A survey asked 200 students (HS and College) whether they prefer Instagram or Snapchat:
| Group | Insta | Snap | Total | % Insta |
|---|---|---|---|---|
| HS | 34 | 66 | 100 | 34% |
| College | 52 | 48 | 100 | 52% |
| Total | 86 | 114 | 200 | 43% |
Question: Are the differences in Instagram preference due to chance?
Hypotheses:
If \( H_0 \) is true, then all groups should have the same Instagram preference: 43%.

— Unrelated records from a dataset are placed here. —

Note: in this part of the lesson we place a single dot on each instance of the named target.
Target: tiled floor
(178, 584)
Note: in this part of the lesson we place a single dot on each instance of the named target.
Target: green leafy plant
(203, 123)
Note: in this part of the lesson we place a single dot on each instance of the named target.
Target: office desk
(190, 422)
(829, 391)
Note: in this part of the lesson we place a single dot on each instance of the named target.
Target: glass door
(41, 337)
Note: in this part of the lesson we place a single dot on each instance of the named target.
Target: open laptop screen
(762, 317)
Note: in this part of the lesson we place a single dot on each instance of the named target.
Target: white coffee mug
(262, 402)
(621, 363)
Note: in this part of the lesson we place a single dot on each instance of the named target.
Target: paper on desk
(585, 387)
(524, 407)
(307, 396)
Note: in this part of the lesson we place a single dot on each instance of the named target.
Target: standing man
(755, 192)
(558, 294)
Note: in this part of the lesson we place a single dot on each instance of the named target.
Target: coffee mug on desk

Expected values assuming independence:
| Group | Insta | Snap | Total |
|---|---|---|---|
| HS | 43 | 57 | 100 |
| College | 43 | 57 | 100 |
| Total | 86 | 114 | 200 |
If \( H_0 \) is true, then observed counts should be close to expected.
If group and preference are independent, then any permutation of preferences is equally likely.
Steps:
p-value: \( p = P(C \ge C_{\text{obs}}) \)
If \( p \) is small, reject independence.
Chi-squared statistic:
\[ C = \sum \frac{(O - E)^2}{E} \]
Example: for observed vs expected counts:
\[ C = \frac{(34 - 43)^2}{43} + \frac{(66 - 57)^2}{57} + \frac{(52 - 43)^2}{43} + \frac{(48 - 57)^2}{57} = 6.6 \]
Large \( C \Rightarrow \) large deviation between observed and expected → group matters.
Distribution under \( H_0 \): Chi-square with degrees of freedom:
\[ df = (r - 1)(c - 1) = (2 - 1)(2 - 1) = 1 \]
p-value: \[ P(C \ge 6.6) = 0.01 \]
Conclusion: Reject \( H_0 \): group affects preference.